Two writes in a row happen:

  1. During execution of JSR instruction - again, saving CPU program counter to the stack.
  2. During execution of RMW instructions, when memory data is read, modified and finally written back to the same location.

The JSR is not an issue, for the same reason three-writes-in-a-row situation was not - BeamRacer does not need to stop the CPU during stack writes.

That leaves the final scenario - execution of one of ASL, LSR, DEC, INC, ROL or ROR instructions. Each of these instruction makes - in addition to read accesses - two successive write accesses. The first stores the original value which was read from the target location, the second - a modified one. For instance, if there is a value $01 at memory location $8000, instruction DEC $8000 will write values $01 and then $00 to address $8000.

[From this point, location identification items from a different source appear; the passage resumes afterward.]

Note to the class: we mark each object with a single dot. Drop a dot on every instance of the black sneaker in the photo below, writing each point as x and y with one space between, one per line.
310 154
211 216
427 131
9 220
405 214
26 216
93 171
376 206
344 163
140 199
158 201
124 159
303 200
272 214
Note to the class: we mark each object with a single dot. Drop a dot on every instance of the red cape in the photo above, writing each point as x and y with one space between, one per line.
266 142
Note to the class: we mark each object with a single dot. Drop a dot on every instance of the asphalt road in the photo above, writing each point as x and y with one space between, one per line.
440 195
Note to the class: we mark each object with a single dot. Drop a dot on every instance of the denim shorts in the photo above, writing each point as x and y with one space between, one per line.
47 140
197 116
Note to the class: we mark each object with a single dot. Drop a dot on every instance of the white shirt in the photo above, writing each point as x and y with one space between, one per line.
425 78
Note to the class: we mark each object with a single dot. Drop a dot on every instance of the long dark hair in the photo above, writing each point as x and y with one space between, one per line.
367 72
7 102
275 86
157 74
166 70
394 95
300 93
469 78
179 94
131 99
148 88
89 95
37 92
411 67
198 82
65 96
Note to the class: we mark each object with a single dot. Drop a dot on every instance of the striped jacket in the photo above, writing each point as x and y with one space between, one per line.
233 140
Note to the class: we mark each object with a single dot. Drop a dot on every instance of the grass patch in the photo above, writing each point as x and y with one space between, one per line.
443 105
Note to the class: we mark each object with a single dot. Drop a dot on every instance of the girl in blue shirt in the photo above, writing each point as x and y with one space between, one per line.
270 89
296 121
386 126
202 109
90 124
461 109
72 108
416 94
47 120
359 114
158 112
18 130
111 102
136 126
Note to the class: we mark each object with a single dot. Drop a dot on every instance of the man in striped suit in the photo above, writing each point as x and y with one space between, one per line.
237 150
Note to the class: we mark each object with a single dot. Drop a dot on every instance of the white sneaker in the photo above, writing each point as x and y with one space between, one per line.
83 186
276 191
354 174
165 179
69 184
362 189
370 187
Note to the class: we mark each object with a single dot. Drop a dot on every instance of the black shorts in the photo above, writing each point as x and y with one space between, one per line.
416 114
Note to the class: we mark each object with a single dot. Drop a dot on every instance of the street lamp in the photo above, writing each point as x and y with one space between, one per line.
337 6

This is sometimes exploited to acknowledge VIC-II raster interrupt - the appropriate bit is the least significant one in register $d019, so if it is set, executing, e.g. DEC $d019 will with its first write achieve the equivalent of LDA #1; STA $d019 (and the second write stores a value of zero, which is irrelevant in this case).

This “trick” is not supported by BeamRacer, because only the second write gets stored and subsequently replayed if CPU and VASYL writes happen simultaneously. In any case, it is recommended that VASYL interrupts are used instead, as they have the advantage of being triggerable at any rasterline cycle, not just at its beginning.

1)
For a great introduction to the concept of badlines we recommend https://nurpax.github.io/posts/2018-06-19-bintris-on-c64-part-5.html
2)
Execution of instruction BRK is a near-equivalent of this.